Estimating a binary outcome model with a large, unbalanced panel dataset

Richard Lin

Join Date: Apr 2014

Posts: 10
#1

Estimating a binary outcome model with a large, unbalanced panel dataset

29 Jun 2014, 09:53

I have been trying to estimate a binary outcome variable on a large, unbalanced panel dataset. I have Stata MP and good hardware (SSD, 60GB RAM, 8 core). And yet, it is almost impossible to estimate logit or probit models (takes several days before Stata became non-responsive, then crashed). Any suggestions?

I have tried the following, and neither has worked (i.e. finishing the estimation task) --

1. xi:logit y x1 x2 x3 ... x10 i.userid (also tried probit)
2. xtlogit y x1 x2 ... x10, fe (also tried probit)

My sample:
N= 40810
t=11215

Highly unbalanced with some units having very long series, whereas some just a few periods.

So far it seems a linear probability model is the only thing feasible (I tried -areg y x1 x2 ... x10, absorb(userid)-), but I was hoping to see if the estimates are similar to those from a logit or probit model. Yet, I have not been able to finish running either logit or probit model, even once. Other than taking random samples of units, are there anything else I can try?

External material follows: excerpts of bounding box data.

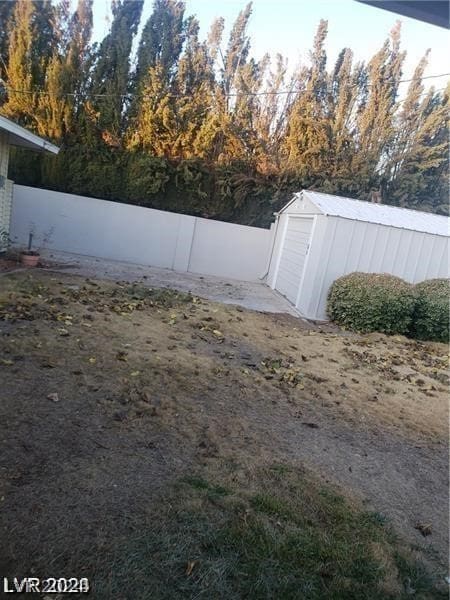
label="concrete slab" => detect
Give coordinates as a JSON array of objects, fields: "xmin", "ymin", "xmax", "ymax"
[{"xmin": 38, "ymin": 251, "xmax": 300, "ymax": 317}]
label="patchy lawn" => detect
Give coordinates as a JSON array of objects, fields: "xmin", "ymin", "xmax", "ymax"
[{"xmin": 0, "ymin": 271, "xmax": 448, "ymax": 600}]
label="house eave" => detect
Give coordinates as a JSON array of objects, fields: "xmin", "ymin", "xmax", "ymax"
[{"xmin": 0, "ymin": 116, "xmax": 59, "ymax": 154}]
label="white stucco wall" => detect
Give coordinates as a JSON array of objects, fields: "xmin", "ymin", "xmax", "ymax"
[
  {"xmin": 189, "ymin": 218, "xmax": 271, "ymax": 281},
  {"xmin": 11, "ymin": 185, "xmax": 271, "ymax": 281},
  {"xmin": 0, "ymin": 131, "xmax": 12, "ymax": 252}
]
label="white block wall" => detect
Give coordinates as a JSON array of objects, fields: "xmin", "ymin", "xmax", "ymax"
[{"xmin": 11, "ymin": 185, "xmax": 272, "ymax": 281}]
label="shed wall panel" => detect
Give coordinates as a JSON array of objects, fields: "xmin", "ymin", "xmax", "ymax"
[
  {"xmin": 274, "ymin": 216, "xmax": 313, "ymax": 304},
  {"xmin": 297, "ymin": 216, "xmax": 449, "ymax": 319}
]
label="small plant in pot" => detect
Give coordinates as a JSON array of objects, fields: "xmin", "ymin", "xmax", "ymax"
[{"xmin": 20, "ymin": 231, "xmax": 41, "ymax": 267}]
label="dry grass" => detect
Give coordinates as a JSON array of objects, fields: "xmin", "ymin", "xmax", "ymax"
[{"xmin": 0, "ymin": 271, "xmax": 448, "ymax": 600}]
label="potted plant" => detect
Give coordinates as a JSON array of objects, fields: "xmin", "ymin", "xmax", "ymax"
[{"xmin": 21, "ymin": 223, "xmax": 54, "ymax": 267}]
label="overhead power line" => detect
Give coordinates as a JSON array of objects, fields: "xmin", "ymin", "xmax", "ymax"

Thanks to anyone who can share some suggestions.
Tags: None
Stephen Jenkins

Join Date: Apr 2014

Posts: 1438
#2

29 Jun 2014, 11:13

Your model #1 does not provide consistent estimates, I understand, and estimates are also biased unless the panel length is long. (Check in standard texts such as by Greene or Wooldridge; I don't have them to hand. ) Model #2 (logit version) is the same model as what economists call a conditional logit (and also fitted by clogit) and provides consistent estimates except that you cannot identify the coefficients on covariates that are fixed over time. [You don't tell us about the nature of the x1, ...x10 variables.] Have you tried xtlogit, re? Or have you ruled it out?
More generally, I'm saying: decide which model features that you are trying to find out about, and note the strengths and weaknesses of the different approaches to accounting for unobserved heterogeneity that different types of approach provide in the context of binary dependent variables.
Also, it may be the case that your problems with, say, Model 2, are issues of convergence, not of the model per se or imbalance -- and the convergence problems may be related to, say, collinearity of regressors or something like that. You need to provide direct evidence of what you typed (the command and the iteration log), and report them within CODE delimiters (see the FAQ) to the Forum. And also report more about the nature of your covariates and the relationships between them.
Comment
Richard Williams

Join Date: Apr 2014

Posts: 5011
#3

29 Jun 2014, 14:44

First, I am curious what kind of data set has t = 11,215. As I will note later, that may just be too monstrous to do what you want.

I suggest looking at Allison's green sage book on fixed effects models. See http://www.amazon.com/Effects-Regres.../dp/0761924973

Building on Stephen's comments, Model 1 is definitely wrong:

* Unless you are using some hopelessly antiquated version of Stata (e.g. Version 9, released around 1953, give or take a few decades) you should not use the xi: prefix. Use factor variables instead. Type -help fvvarlist- for details. Also, use xtreg, fe instead of areg.

* The model 1 approach requires the creation and analysis of nearly 41,000 dummy variables. I am sure that will be a bit challenging for Stata if it can do it at all.

* To add insult to injury, even if it did eventually run, the results would be wrong. As Allison explains, the dummy variable approach is called Unconditional Maximum Likelihood. It can be more or less ok for xtreg. But, as Allison and Stephen both point out, the estimates are biased in a logit analysis.

Turning to your 2nd approach -- here, you are using Conditional Maximum Likelihood, which Allison says is the right way to go. Still, you may have some problems.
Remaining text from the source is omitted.